Hi,

I'm wondering whether "sharded replication" is possible with Akka. Let me 
describe that in more detail.

In my model, entities contain caches that are very expensive to recreate 
from scratch (because they cache results of multiple calls to several 
external systems). So I can't just use cluster sharding, because that would 
result in one actor per entity, and when the node where that actor is 
running goes down, the data is lost. On the other hand, since this data 
still can be fetched, I don't want to persist it.

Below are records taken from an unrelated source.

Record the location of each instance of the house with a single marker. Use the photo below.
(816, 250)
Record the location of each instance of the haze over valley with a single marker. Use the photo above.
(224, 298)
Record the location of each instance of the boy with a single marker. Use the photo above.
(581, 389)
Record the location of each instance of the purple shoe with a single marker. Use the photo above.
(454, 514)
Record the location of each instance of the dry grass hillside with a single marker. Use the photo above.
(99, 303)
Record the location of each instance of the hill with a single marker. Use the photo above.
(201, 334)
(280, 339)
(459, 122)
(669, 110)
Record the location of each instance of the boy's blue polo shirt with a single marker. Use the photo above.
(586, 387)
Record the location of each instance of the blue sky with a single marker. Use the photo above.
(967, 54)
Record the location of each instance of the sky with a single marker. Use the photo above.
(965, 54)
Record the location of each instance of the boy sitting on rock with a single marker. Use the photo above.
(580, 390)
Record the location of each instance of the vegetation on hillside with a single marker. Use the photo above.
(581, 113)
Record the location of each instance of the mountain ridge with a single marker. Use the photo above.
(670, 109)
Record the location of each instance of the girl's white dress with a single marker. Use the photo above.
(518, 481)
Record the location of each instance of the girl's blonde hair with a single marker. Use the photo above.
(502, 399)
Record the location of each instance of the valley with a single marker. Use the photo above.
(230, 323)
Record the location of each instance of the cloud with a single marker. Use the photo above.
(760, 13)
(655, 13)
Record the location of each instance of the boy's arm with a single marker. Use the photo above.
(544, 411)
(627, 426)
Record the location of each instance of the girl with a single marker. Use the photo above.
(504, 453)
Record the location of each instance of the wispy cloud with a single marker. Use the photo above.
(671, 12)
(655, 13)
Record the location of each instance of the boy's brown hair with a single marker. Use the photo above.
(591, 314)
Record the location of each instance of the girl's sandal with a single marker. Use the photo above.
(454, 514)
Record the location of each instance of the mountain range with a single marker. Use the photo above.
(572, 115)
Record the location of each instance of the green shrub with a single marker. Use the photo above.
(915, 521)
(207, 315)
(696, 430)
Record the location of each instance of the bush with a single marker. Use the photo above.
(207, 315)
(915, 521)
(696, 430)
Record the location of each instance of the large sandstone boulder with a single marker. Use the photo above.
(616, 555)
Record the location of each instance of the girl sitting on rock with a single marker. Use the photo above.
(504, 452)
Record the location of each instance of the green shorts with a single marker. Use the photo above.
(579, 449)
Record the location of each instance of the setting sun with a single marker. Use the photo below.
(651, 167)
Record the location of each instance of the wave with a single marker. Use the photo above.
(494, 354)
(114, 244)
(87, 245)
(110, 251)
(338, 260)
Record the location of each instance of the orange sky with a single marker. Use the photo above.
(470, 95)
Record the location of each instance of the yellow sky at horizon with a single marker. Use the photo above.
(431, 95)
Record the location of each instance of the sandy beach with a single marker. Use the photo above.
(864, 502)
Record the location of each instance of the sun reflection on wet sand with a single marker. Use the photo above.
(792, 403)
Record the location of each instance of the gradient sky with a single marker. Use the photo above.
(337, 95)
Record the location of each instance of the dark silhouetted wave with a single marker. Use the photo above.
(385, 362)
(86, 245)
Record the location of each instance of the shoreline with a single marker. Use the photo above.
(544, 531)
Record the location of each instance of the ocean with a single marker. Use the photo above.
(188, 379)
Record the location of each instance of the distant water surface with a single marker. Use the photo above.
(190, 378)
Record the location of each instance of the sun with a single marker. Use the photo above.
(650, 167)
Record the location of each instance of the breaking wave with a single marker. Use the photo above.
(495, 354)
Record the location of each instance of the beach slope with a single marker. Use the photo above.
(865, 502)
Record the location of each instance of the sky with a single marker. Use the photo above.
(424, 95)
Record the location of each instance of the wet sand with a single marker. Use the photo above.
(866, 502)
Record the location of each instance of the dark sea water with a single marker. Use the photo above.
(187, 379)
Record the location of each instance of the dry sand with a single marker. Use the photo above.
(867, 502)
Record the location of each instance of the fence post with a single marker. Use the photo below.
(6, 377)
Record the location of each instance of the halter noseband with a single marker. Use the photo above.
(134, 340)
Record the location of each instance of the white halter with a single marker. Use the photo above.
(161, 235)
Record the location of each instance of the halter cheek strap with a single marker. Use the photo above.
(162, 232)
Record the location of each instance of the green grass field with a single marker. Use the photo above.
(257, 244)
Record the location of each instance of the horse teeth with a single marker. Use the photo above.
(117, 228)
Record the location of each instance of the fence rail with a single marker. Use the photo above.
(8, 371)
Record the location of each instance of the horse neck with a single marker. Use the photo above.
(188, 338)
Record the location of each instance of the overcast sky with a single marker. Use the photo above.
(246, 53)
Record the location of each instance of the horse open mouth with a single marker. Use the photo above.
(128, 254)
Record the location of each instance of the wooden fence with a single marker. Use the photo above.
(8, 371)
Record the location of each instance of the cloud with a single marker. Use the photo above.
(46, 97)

What I want is to 
replicate each cache across a few nodes in the cluster.

After reading the documentation, I initially thought about "master-slave 
replication": for each entity actor, setup a router that manages a pool of 
worker actors that receive new values whenever the actor updates its cache. 
Then clients of this entity would be load-balanced across these worker 
actors. (The clients are OK with non-monotonic reads.) Whenever the 
"master" actor fails, one of the slaves should be promoted. 
Note that though clients are OK with non-monotonic reads, writes must be 
monotonic: older values in the cache must not overwrite newer values. So 
promotion would require some complex merging of slave data. 
A similar problem is behaviour during netsplit: after the partition heals, 
masters need to merge their caches.
And I glossed over the promotion details, and how the clients locate the 
actors after the master fails, etc. All in all, this case doesn't seem to 
be handled by cluster sharding and routers out of the box.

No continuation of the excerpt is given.